Epidemiologia małopłytkowości w populacjach specjalnych różni się znacząco od tej obserwowanej w populacji ogólnej. Szczególne konteksty kliniczne, takie jak ciąża, hospitalizacja czy leczenie onkologiczne, stwarzają odmienne warunki sprzyjające rozwojowi małopłytkowości, co wymaga specjalistycznego podejścia diagnostycznego i terapeutycznego.
Małopłytkowość ciężarnych
Małopłytkowość w ciąży stanowi częste zjawisko kliniczne, dotykające od 5% do 10% wszystkich ciąż1. Małopłytkowość ciężarnych jest najczęstszą diagnozą małopłytkowości w tym okresie, występując u około 8% ciężarnych2. Ta forma małopłytkowości charakteryzuje się łagodnym przebiegiem i zazwyczaj nie wymaga specjalistycznego leczenia, ustępując samoistnie po porodzie.

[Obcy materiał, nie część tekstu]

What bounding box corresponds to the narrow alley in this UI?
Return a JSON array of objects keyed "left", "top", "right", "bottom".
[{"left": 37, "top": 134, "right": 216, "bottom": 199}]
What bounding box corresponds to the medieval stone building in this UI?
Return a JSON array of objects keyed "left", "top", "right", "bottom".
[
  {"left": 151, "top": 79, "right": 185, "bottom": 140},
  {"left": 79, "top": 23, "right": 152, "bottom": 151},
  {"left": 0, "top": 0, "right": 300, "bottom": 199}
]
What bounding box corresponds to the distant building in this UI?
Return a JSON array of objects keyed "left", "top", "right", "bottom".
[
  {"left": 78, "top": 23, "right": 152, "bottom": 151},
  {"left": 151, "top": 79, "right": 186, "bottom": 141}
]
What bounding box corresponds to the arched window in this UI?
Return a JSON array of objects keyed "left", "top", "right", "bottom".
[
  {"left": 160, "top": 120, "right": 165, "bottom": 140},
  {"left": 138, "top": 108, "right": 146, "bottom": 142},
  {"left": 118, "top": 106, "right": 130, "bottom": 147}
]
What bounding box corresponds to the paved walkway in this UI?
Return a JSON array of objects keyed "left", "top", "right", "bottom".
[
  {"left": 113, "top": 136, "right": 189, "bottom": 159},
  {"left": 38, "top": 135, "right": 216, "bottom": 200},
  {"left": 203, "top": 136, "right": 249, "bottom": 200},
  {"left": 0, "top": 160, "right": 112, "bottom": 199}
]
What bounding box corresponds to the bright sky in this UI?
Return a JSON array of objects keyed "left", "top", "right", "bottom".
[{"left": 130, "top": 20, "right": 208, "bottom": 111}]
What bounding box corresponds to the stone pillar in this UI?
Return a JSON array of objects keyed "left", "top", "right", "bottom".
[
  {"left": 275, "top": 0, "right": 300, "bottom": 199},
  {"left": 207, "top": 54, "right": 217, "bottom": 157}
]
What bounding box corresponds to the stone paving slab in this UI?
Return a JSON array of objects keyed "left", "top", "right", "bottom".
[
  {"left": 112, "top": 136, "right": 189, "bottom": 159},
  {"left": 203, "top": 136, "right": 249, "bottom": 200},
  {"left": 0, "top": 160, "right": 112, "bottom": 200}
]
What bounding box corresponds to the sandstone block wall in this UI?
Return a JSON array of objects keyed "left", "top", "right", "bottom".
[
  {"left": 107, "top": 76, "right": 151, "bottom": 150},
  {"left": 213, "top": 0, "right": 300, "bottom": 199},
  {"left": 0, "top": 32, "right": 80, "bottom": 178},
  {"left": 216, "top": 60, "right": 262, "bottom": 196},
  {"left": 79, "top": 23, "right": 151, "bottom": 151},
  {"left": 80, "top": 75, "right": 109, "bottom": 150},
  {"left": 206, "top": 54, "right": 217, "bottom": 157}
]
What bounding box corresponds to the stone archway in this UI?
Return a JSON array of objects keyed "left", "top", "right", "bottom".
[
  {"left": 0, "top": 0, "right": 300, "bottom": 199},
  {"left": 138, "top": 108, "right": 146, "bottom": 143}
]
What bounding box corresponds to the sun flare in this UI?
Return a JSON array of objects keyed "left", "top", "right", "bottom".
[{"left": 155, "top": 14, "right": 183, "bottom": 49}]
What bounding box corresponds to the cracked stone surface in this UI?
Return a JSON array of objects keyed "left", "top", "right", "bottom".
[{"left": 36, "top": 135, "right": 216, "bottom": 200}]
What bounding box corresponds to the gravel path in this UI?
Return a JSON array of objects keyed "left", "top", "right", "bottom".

Wśród ciężarnych należy również uwzględnić inne przyczyny małopłytkowości specyficzne dla tego okresu. Zaleca się przeprowadzenie wstępnej oceny małopłytkowości w ciąży, która powinna obejmować pełną morfologię krwi oraz ocenę rozmazu krwi obwodowej2. Różnicowanie diagnostyczne musi uwzględniać stany charakterystyczne dla ciąży, które mogą prowadzić do małopłytkowości i wymagają natychmiastowej interwencji medycznej.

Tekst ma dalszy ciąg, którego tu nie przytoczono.